Montana Huckleberries

There are no less than 13 seasons in Montana, including Third Winter, False Autumn, and roughly 5 weeks of Mud. Real Summer is anywhere from April or July (snow in June brings along Fourth Winter and an additional week of Mud) to Fair Weekend or sometimes November. But once Summer hits, it’s absolutely breathtaking.

Now, don’t get me wrong. Autumn and First Winter are quite spectacular, as are False Spring and Thunderstorm Week. But Real Summer is like nothing you’ll ever experience. Cool waterways are plentiful for swimming, fishing and boating.
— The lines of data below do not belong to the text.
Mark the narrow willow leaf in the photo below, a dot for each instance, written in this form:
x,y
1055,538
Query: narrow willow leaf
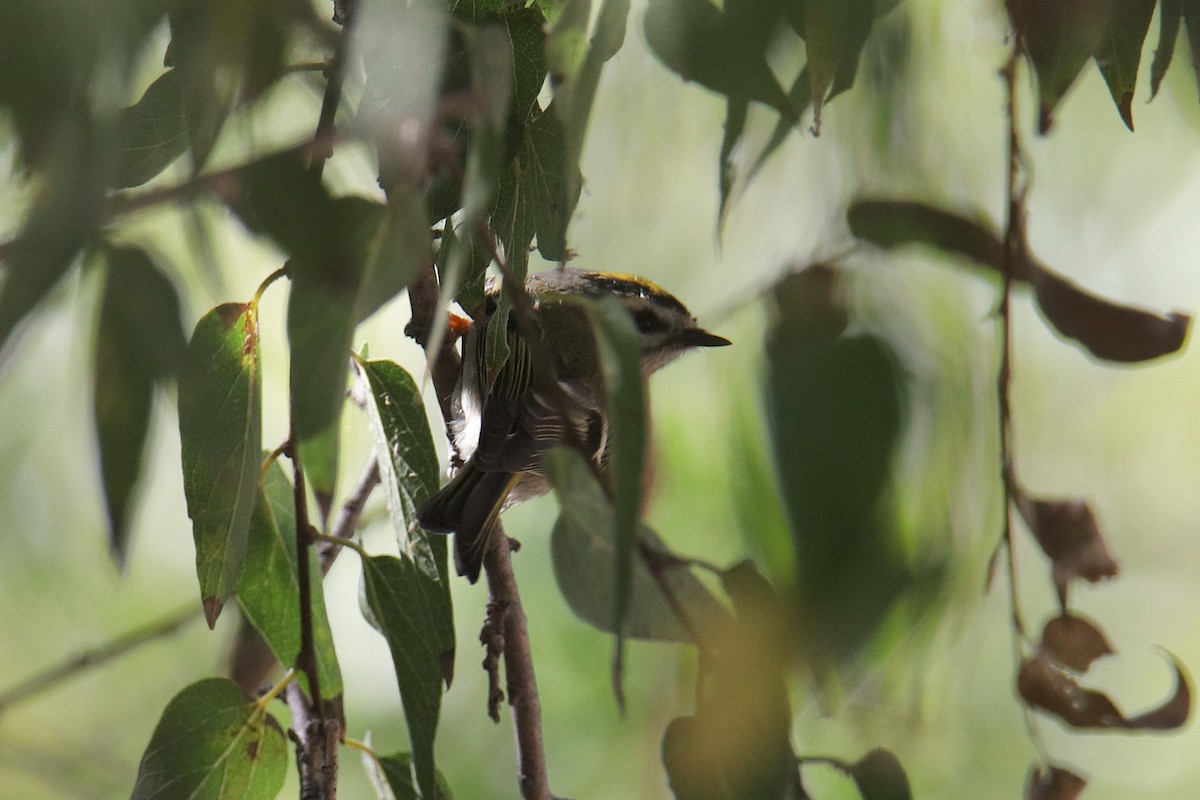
x,y
583,551
697,41
395,595
527,36
220,428
1107,330
574,94
397,770
1120,52
834,410
1059,38
1170,13
213,744
268,588
408,470
151,133
737,745
139,340
834,35
407,457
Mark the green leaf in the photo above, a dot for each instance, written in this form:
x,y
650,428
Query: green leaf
x,y
527,34
1104,329
66,208
583,551
737,745
283,199
534,196
369,254
834,35
213,744
151,133
220,428
1059,38
408,599
834,408
395,600
139,340
397,770
699,42
575,91
268,588
1170,13
408,461
1120,52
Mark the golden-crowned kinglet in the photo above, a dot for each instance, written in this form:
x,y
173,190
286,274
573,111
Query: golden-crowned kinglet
x,y
503,429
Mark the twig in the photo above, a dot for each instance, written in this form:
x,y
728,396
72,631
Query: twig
x,y
1012,250
323,140
1014,256
97,656
522,683
347,522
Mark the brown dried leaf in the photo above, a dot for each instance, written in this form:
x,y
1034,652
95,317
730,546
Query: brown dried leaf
x,y
1067,531
1074,642
1054,783
1171,714
1107,330
1045,685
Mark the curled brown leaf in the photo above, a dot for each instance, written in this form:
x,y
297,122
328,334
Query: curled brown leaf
x,y
1045,684
1054,783
1074,642
1067,531
1105,329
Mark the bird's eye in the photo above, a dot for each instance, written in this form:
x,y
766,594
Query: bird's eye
x,y
647,322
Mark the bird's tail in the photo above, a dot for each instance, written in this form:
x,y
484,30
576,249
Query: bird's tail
x,y
468,507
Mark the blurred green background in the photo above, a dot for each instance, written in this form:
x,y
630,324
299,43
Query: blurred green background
x,y
1115,211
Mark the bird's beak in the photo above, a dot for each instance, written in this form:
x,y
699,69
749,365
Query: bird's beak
x,y
700,337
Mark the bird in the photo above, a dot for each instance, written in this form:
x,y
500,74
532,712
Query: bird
x,y
503,423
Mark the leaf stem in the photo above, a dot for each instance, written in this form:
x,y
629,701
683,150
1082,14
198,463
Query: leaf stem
x,y
97,656
275,691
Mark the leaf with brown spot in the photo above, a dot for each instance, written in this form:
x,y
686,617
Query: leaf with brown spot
x,y
1074,642
1067,531
1053,783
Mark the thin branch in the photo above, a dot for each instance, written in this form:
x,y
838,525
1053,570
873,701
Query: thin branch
x,y
97,656
1014,256
1003,379
504,597
335,77
522,683
347,523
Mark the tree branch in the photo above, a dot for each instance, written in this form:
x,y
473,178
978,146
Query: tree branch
x,y
97,656
504,597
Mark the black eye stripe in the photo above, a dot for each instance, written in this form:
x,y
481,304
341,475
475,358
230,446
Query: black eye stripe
x,y
647,322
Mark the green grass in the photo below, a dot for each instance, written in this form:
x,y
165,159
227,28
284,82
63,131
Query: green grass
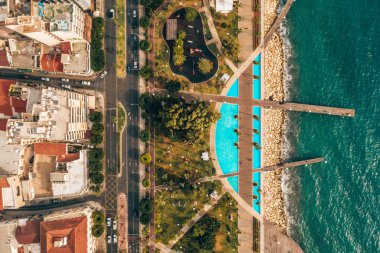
x,y
173,208
120,38
178,158
227,235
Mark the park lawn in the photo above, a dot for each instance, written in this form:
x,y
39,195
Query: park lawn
x,y
120,39
177,158
226,239
174,207
162,72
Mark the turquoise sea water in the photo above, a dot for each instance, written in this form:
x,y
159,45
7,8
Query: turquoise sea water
x,y
335,207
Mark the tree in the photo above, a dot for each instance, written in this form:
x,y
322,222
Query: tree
x,y
205,66
97,217
145,218
190,14
97,178
97,230
95,166
145,22
96,139
97,128
146,72
146,206
231,47
173,86
145,45
178,53
186,120
96,117
145,158
144,136
95,154
146,182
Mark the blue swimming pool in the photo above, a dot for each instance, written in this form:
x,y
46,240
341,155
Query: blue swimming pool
x,y
256,138
226,152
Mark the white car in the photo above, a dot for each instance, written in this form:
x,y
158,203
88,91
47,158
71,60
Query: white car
x,y
102,75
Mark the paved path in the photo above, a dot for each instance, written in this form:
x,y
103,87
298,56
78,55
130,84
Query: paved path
x,y
264,103
194,220
211,25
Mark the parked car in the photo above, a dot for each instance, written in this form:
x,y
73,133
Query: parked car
x,y
103,74
66,86
114,225
112,14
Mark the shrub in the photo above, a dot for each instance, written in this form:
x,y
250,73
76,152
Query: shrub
x,y
96,139
97,128
97,178
173,86
98,217
145,218
96,154
145,159
97,36
97,230
190,14
145,45
146,72
146,206
205,66
96,117
144,136
146,182
95,166
145,22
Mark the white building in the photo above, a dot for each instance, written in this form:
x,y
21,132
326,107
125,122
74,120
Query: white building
x,y
60,115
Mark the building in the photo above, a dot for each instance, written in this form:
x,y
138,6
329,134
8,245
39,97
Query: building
x,y
53,23
59,115
222,6
66,231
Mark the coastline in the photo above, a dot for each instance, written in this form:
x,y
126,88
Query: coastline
x,y
273,122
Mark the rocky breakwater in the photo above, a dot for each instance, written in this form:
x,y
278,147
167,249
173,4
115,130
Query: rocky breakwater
x,y
273,121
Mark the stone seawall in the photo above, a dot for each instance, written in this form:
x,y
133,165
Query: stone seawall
x,y
273,121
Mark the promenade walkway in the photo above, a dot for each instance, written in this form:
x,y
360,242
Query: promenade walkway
x,y
263,103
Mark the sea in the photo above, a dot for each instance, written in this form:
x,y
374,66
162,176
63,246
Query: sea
x,y
333,58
The population is sparse so peaceful hiking, camping and foraging are available around every corner. For all but Thunderstorm Week, the heat is dry and the skies are blue. Come August, Firewood Season begins with cool mornings for sawing and hauling, then a jump in the lake in the hot afternoon sun. August also brings the most important time of year, Huckleberry Season.
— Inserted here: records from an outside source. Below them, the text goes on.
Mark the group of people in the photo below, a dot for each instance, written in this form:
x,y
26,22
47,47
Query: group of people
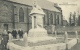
x,y
19,33
14,33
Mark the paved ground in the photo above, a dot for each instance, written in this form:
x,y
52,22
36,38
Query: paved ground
x,y
76,47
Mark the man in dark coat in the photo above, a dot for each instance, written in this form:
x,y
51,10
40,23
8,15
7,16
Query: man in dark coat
x,y
14,33
20,32
4,39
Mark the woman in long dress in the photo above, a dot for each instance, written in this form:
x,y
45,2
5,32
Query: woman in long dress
x,y
5,38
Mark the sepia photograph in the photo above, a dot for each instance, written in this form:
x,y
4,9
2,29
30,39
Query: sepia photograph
x,y
39,24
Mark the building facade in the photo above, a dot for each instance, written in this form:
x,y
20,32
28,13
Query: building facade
x,y
14,14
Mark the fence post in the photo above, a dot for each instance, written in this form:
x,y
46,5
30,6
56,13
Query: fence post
x,y
76,36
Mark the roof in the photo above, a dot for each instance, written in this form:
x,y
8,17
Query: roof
x,y
37,9
42,3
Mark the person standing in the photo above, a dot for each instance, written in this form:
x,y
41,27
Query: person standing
x,y
14,34
5,38
20,32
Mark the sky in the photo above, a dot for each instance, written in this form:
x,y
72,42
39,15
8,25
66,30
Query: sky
x,y
68,6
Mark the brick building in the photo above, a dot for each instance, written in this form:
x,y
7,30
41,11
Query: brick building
x,y
15,14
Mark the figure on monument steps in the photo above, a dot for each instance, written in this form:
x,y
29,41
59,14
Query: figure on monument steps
x,y
20,33
14,33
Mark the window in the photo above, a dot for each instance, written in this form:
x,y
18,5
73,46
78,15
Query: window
x,y
51,18
34,21
21,15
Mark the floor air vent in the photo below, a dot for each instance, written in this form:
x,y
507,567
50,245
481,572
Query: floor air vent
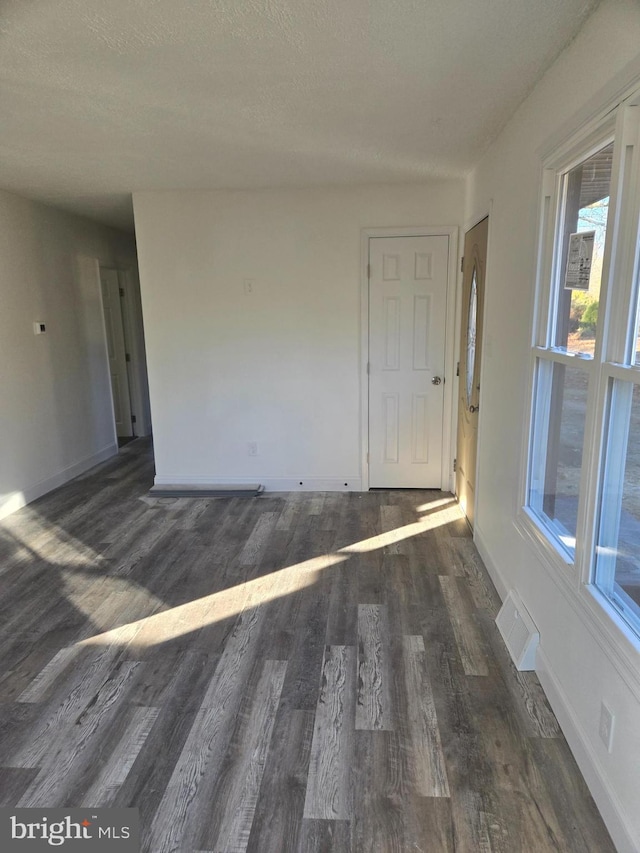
x,y
518,631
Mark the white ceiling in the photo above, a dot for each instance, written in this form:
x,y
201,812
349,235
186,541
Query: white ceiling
x,y
99,98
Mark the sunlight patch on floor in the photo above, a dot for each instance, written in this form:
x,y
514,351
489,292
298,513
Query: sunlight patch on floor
x,y
228,603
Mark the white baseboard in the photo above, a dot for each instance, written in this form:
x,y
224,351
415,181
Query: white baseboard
x,y
16,500
590,767
499,582
271,484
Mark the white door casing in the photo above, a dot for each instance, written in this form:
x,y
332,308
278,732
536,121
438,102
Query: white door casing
x,y
408,284
114,331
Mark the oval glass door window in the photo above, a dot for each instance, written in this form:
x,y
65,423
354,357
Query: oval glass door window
x,y
471,335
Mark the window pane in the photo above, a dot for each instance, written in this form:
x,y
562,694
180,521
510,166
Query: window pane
x,y
618,549
558,439
583,233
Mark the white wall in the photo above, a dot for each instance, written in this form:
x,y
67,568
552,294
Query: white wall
x,y
579,664
55,410
279,366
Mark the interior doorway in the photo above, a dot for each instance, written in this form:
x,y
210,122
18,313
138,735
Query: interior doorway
x,y
473,286
408,278
118,353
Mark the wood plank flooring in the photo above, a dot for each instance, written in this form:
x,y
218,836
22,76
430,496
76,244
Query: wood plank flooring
x,y
292,673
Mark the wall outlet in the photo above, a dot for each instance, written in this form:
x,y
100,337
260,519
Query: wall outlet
x,y
607,721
Huckleberry patch locations are shrouded in absolute secrecy, just like crabbing spots here on the Sound. Under no circumstance does a Montanan share where or even when he picked his purple gold. I’ve heard tale of adult children learning of their father’s patch coordinates only upon his death. We don’t mess around when it comes to huckleberries.

On my last visit to the Clark Fork Valley I was able to make arrangements via a secret phone call at the grocery store with an elderly woman and her sons to purchase a couple gallons of fresh picked berries. First name basis, cash only, and a secret head nod known only to Montana natives- it would all feel a little scandalous to outsiders but if you’ve ever tasted these berries, you’d understand why we guard them, literally, with our lives. (bears are real and they love huckleberries)

Huckleberries have a strong, rich flavor so if using in place of blueberries, you can likely reduce the amount by half. For these scones I used only a cup of berries, mixed straight from the freezer to reduce color bleed. Remember to always use cold butter when baking flaky treats.

I rarely have buttermilk in the house except for large catering jobs. Fresh milk with a tablespoon of vinegar suits me just fine. Yes, you must use buttermilk or milk/vinegar if the recipe calls for it. You need that acid to work with the baking soda. Sure you can omit both and use plain milk but there’s still some science involved so just stick with the recipe.

Whatever you do, do NOT over mix or knead a quick bread. The butter & leavening agent combination is meant to give you soft, flaky results. In the case of biscuits you can fold it over on itself a few times and then gently roll out. You won’t need to do that here.

One thing to note- preheat your hotbox well ahead of time for breads and cookies. The initial shock of heat is very important to get the loft and tenderness you desire.

I drizzled a bit of lemon glaze on top, it compliments the sweet tangy berry very well. Tastes like childhood.

Huckleberry Scones

  • 2 1/3 c flour
  • 1/3 c sugar
  • 1/2 t baking soda
  • 1 T baking powder
  • 1/4 t salt
  • 1/2 c unsalted butter, very cold and cut into small cubes
  • 3/4 c buttermilk
  • 1 egg
  • 1 t vanilla
  • juice and zest of one lemon
  • 1 c frozen huckleberries

Set the hotbox to 450. Line a sheet pan with parchment.

Sift the dry ingredients, then cut in butter til cornmeal consistency. Gently toss in the berries, chill. Beat the remaining ingredients til frothy and gently fold into the dry mixture. My junior high home-ec teacher said 10 folds is all you need for quick breads. She was right. Turn onto board with a bit of flour and sugar to prevent sticking. Gently press into a large circle about 1 inch thick. Gently cut, don’t saw, into 8 triangles. Use pancake turner to place on parchment, leaving plenty of space in between. Brush with a little buttermilk and sprinkle on some sugar.

Place in chill box til ready to bake. Reduce to 425 and bake 16-18 minutes. Leave on the pan til slightly cooled then drizzle with powdered sugar/lemon juice glaze.